Another paper that looks at MSAs in the House and Senate's Patient's Bill of Rights is available at /cms/index.cfm?fa=view&id=1104
1. Medical Savings Accounts are tax-advantaged personal savings accounts that may be used by persons covered by high-deductible health insurance policies. Funds in MSAs may be used to pay for a wide range of health care expenditures, including types of expenditures not covered by the MSA-holder's insurance policy.
2. American Academy of Actuaries, Medical Savings Accounts: Cost Implications and Design Issues, May 1995, p. 23.
3. Single taxpayers with incomes below $42,000 may deduct up to $2,000 a year. These income limits apply for tax year 2000; the limits are increasing gradually though 2007 under legislation enacted in 1997.
4. Emmett B. Keeler, et. al., "Can Medical Savings Accounts for the Nonelderly Reduce Health Care Costs?" Journal of the American Medical Association, June 5, 1996, p. 1666-71; Len M. Nichols, et. al., Tax-Preferred Medical Savings Accounts and Catastrophic Health Insurance Plans: A Numerical Analysis of Winners and Losers, The Urban Institute, April 1996; and American Academy of Actuaries, Medical Savings Accounts: Cost Implications and Design Issues, May 1995.
5. U.S. General Accounting Office, Medical Savings Accounts: Results From Surveys of Insurers, December 31, 1998, GAO/HEHS-99-34, Appendix, p.14.
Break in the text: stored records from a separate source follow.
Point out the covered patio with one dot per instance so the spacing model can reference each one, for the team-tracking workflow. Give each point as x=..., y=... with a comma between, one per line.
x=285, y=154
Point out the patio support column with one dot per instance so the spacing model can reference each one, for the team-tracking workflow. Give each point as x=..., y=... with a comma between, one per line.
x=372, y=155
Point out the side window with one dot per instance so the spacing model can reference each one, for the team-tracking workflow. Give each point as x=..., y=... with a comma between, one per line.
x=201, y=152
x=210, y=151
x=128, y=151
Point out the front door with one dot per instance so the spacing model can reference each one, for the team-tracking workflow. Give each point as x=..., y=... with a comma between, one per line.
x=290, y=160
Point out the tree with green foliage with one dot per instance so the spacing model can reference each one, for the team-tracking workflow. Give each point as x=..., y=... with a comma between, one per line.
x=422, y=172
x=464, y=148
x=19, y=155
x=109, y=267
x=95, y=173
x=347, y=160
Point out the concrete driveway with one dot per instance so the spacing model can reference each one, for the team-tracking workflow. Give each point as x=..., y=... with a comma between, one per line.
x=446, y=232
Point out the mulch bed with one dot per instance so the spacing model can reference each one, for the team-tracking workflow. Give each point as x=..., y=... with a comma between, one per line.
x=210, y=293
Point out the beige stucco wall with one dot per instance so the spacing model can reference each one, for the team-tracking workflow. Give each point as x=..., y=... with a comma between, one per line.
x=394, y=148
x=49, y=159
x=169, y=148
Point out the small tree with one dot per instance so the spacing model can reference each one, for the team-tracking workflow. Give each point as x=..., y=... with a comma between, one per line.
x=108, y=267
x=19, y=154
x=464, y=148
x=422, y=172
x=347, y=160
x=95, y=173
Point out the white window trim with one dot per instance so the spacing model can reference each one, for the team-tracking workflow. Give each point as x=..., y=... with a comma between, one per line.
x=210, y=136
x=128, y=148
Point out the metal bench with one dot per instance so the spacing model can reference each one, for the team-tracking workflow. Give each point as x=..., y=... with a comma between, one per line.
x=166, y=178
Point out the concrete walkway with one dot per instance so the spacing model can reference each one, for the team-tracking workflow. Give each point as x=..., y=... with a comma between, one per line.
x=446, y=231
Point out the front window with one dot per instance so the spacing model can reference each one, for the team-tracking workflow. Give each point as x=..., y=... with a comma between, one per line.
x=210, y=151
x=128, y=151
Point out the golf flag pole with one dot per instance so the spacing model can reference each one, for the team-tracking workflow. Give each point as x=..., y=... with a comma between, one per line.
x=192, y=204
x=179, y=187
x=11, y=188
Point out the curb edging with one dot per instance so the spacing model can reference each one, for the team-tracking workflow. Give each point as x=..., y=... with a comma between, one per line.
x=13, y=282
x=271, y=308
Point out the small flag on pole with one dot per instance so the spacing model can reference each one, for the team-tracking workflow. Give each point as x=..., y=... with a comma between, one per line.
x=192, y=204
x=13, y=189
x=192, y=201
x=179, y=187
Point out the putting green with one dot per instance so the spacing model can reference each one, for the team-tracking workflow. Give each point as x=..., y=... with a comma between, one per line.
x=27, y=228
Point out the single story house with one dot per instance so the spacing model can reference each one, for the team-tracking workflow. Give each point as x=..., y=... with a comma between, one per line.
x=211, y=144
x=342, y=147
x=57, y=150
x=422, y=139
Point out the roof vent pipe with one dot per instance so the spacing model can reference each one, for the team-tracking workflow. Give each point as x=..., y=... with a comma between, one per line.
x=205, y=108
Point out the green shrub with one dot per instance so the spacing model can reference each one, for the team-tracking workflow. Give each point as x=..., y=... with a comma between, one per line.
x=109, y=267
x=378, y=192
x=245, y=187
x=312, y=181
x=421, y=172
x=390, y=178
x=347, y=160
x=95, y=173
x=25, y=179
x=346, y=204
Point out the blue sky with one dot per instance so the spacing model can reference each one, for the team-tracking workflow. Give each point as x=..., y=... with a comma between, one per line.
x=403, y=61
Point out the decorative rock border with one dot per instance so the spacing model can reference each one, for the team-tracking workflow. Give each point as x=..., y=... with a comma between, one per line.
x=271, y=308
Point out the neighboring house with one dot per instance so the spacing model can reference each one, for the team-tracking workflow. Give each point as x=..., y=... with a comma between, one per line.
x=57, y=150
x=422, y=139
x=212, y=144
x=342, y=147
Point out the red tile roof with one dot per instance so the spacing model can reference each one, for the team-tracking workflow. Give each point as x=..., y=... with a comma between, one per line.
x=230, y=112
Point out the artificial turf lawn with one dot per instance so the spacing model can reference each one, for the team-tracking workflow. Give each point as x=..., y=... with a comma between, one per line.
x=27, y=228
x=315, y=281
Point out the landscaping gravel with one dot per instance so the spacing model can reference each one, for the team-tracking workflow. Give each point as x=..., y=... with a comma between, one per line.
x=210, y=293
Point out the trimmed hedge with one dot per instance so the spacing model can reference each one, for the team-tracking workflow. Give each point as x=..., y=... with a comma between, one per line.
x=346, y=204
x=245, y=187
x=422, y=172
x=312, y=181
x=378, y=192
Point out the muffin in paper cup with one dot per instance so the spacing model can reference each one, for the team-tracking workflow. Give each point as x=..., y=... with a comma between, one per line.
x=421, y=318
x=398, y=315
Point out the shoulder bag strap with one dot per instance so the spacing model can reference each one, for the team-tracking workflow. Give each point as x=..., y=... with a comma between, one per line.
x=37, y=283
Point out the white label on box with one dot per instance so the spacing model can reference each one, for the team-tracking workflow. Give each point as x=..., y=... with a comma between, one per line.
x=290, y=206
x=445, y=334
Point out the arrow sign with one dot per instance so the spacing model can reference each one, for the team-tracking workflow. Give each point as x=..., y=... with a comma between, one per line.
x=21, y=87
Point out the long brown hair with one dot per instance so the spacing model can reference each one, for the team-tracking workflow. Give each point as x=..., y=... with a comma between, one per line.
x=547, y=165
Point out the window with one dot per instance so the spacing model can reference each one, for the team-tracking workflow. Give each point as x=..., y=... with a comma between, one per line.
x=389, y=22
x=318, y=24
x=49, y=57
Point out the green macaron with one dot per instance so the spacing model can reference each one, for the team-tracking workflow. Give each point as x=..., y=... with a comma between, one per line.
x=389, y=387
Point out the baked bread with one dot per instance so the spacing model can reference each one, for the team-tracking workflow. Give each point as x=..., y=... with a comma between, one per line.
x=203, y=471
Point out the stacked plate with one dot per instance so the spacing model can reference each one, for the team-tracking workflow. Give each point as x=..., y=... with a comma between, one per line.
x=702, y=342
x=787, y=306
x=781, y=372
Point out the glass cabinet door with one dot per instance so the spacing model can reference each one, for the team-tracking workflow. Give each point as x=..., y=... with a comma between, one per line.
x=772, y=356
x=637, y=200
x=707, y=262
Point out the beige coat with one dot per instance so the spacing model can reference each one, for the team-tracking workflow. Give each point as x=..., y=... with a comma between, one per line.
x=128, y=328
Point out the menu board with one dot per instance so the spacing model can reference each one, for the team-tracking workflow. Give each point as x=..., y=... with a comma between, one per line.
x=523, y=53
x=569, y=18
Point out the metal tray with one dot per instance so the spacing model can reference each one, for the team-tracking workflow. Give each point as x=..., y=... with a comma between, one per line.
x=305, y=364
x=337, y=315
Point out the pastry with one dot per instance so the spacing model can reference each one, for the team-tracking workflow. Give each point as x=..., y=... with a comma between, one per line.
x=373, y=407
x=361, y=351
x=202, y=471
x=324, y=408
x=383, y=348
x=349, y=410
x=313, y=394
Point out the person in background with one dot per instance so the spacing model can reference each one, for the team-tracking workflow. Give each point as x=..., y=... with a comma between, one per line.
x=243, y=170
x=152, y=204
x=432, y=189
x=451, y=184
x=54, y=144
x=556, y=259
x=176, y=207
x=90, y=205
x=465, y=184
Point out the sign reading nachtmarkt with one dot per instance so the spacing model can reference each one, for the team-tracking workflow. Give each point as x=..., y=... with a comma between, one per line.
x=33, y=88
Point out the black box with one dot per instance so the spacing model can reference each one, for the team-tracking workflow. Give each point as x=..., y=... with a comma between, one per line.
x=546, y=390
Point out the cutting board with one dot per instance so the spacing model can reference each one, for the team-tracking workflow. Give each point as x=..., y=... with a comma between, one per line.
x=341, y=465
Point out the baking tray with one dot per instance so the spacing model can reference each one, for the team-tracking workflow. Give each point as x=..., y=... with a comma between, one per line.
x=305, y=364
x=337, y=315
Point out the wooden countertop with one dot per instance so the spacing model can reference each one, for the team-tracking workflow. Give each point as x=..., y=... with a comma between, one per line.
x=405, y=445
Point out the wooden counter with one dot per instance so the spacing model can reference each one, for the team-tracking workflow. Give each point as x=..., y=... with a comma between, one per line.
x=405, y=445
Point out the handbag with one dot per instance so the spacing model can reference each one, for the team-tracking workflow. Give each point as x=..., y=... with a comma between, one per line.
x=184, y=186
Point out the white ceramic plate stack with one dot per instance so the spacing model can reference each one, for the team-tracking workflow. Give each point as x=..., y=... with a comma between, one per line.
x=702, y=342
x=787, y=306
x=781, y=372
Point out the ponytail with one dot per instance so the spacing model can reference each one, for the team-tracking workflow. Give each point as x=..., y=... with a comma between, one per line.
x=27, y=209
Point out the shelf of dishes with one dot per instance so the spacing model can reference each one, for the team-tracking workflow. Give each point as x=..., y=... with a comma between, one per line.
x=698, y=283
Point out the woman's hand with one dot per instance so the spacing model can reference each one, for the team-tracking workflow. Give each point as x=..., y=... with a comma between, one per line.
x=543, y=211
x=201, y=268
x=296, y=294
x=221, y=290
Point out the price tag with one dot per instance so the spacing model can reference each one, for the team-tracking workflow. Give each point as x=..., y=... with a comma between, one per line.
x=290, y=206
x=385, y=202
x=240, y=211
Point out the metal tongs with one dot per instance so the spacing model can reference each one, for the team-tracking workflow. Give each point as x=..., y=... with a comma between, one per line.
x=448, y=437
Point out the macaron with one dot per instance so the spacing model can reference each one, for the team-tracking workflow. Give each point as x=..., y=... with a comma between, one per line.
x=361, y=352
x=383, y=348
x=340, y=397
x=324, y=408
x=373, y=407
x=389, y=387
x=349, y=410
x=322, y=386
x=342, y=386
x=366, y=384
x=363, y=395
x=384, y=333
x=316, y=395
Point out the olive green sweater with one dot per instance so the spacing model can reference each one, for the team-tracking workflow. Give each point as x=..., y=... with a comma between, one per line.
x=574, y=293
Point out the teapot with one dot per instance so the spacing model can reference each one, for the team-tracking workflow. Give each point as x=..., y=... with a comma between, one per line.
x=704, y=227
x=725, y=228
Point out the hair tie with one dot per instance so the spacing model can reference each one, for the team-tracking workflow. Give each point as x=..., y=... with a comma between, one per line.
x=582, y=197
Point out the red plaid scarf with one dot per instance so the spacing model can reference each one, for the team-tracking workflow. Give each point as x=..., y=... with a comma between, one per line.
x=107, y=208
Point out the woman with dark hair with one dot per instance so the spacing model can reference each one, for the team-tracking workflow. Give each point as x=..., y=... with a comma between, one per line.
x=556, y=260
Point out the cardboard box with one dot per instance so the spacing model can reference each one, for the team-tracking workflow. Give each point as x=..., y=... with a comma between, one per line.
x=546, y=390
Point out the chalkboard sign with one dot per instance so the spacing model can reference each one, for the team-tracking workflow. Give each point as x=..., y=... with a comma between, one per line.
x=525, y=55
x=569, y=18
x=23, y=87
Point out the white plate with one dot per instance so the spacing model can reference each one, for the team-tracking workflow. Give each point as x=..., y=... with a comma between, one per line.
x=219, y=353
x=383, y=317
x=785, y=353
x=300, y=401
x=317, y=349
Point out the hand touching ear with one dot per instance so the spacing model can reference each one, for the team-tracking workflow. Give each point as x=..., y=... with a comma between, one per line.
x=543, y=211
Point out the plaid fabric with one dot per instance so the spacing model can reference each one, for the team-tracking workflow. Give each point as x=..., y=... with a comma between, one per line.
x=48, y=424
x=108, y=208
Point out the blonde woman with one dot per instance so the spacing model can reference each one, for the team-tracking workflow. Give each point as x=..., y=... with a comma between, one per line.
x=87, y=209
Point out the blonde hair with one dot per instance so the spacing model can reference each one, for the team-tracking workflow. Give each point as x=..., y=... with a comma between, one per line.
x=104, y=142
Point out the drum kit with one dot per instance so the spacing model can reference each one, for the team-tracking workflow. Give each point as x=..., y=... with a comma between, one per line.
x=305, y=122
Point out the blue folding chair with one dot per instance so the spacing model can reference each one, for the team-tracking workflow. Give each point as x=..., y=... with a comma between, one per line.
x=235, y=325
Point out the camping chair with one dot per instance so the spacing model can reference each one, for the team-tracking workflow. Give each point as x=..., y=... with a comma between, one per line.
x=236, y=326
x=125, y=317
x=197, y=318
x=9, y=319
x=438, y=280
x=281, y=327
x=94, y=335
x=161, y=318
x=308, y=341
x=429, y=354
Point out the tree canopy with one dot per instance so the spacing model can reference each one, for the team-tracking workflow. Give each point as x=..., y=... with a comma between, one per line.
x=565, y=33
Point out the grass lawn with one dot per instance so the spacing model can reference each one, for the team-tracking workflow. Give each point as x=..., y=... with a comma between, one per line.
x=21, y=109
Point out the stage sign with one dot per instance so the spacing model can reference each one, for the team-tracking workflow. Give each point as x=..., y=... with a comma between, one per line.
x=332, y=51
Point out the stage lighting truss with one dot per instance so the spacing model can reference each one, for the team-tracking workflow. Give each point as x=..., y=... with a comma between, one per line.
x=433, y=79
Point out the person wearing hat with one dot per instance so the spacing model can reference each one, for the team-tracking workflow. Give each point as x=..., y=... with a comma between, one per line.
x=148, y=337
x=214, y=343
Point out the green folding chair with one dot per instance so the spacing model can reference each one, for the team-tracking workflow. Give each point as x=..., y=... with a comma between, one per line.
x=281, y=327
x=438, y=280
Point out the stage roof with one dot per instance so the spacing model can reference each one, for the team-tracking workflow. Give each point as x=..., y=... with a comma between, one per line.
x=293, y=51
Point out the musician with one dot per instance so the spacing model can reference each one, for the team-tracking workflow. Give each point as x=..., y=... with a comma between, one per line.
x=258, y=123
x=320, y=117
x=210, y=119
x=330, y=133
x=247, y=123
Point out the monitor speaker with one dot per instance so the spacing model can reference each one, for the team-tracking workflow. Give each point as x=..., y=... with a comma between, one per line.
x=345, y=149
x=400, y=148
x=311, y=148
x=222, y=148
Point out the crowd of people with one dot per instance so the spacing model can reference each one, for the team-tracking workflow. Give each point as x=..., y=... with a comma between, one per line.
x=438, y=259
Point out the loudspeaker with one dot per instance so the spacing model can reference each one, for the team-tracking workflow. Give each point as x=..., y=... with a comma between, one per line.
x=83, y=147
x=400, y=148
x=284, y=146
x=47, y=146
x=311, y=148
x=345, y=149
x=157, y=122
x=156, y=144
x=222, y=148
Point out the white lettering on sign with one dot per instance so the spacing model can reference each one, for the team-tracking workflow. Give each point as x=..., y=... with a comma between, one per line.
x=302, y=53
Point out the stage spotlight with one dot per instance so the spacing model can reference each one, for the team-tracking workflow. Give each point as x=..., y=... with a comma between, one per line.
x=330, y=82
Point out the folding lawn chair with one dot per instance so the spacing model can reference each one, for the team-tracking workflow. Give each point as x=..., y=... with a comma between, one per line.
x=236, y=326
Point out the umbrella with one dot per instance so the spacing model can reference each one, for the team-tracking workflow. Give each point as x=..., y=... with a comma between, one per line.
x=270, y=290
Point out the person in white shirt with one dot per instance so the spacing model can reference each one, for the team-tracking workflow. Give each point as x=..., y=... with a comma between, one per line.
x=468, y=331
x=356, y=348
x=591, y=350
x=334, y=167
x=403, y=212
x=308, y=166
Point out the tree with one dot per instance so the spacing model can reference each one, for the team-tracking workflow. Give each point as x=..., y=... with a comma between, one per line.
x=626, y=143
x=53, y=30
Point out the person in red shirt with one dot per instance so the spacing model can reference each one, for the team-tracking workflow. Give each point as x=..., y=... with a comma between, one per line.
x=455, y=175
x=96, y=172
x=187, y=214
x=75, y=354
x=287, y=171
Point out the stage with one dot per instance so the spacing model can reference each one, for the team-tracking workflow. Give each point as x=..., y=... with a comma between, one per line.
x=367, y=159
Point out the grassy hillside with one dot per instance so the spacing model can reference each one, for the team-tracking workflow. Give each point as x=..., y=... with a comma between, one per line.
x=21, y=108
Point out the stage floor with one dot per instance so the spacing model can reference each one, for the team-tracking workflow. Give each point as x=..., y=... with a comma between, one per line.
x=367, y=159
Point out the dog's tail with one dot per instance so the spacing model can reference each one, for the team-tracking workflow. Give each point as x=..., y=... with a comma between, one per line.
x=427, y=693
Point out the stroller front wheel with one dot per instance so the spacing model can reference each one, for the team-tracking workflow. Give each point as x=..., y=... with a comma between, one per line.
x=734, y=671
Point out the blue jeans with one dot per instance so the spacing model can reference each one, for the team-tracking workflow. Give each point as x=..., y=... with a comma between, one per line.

6. For individuals, the maximum amount that can be contributed annually under current law is 65 percent of the insurance policy's deductible amount; for family coverage, it is 75 percent of the deductible amount. The House and Senate bills would allow annual contributions equal to the full deductible amount.
7. Associated Press release by Vivian Marino, August 15, 1997.
8. Margaret O. Kirk, "Medical Accounts: Mixed Reviews," The New York Times, July 5, 1998.
9. U.S. General Accounting Office, Medical Savings Accounts: Results From Surveys of Insurers, December 31, 1998, GAO/HEHS-99-34, Appendix, pp. 15-16.